Finally, something to justify the existence of the Internet. The Google Ngram Viewer takes the corpus of words formed by the Google Books dataset (i.e. books, journals, magazines, but not newspapers) and lets you plot the changes in frequency of selected ones over time. There are all sorts of interesting questions you could (in principle) answer with this tool, so let's give it a whirl.
Here's a pretty basic one. Blue is aeroplane, red is airplane, the period is 1890-2000. (The smoothing in all these plots is 3 years.) Aeroplane was initially the more popular term, but airplane has predominated since about 1925. Note the peaks during the world wars -- airplane was 5 times more likely to be used in the Second World War than in the 1990s.
But we don't have to use the English corpus: there's also American English and British English. Here's the American version.
Okay, it's very much the same and so not very interesting. Aeroplane was more common initially but was replaced by airplane in the early 1920s. Here's the British version:
This is very much not the same. Aeroplane has easily been the more popular choice throughout the period, only succumbing to airplane in the late 1990s. So I now have an empirical basis for preferring aeroplane. (Incidentally, that the English and American English plots are so similar tells us that American English dominates Google's English corpus.)
Let's try something else. Here's the ngram for bomber, 1900-1950. (From now on I'll stick to British English.)
So it would seem that not many people were talking about bombers until the late 1930s and then bang!
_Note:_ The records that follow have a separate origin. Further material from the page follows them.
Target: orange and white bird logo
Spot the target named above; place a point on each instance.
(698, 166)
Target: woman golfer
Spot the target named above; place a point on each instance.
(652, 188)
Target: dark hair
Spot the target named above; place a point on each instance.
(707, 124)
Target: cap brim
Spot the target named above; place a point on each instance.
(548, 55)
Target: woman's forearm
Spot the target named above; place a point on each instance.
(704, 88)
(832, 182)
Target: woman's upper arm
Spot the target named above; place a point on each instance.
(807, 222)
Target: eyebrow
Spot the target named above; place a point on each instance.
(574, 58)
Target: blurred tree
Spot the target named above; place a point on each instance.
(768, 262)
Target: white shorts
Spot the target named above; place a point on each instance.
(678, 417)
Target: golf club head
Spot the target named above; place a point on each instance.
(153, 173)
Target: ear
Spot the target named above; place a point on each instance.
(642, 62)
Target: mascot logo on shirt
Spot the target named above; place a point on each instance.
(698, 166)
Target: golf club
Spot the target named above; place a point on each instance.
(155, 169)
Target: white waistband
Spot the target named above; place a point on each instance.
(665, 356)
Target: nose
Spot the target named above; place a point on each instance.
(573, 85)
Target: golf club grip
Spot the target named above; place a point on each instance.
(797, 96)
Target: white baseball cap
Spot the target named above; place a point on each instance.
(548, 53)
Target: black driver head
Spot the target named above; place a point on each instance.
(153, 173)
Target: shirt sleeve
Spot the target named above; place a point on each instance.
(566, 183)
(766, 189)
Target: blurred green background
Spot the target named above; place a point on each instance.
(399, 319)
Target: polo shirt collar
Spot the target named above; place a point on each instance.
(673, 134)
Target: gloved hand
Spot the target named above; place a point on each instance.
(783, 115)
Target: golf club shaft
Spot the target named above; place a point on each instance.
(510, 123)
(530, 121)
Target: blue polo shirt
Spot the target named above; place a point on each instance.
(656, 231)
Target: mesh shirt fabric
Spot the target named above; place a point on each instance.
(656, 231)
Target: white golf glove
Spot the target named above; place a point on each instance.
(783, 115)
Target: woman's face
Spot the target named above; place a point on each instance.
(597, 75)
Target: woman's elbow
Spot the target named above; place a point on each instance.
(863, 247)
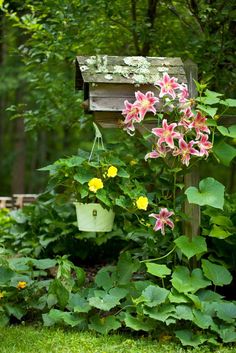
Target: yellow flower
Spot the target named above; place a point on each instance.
(142, 203)
(112, 172)
(95, 184)
(21, 285)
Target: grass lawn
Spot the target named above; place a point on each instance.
(21, 339)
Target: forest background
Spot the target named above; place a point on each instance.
(41, 114)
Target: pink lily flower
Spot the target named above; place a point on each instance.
(162, 219)
(145, 103)
(199, 124)
(166, 133)
(129, 128)
(184, 120)
(204, 145)
(186, 150)
(168, 85)
(160, 151)
(184, 94)
(131, 112)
The war starts and everybody is. But that's to be expected. We want to (at least I do) filter out that peak and see if there is anything meaningful in the pre-1939 data.
So there are three distinct periods here. First an initial but low level of usage from 1905 to 1912. Then an upswing in the First World War. Then from a post-war low in about 1924 there is an (almost) continuous climb until 1939. The latter section however has an inflection point in about 1934 when the word frequency rises much more rapidly.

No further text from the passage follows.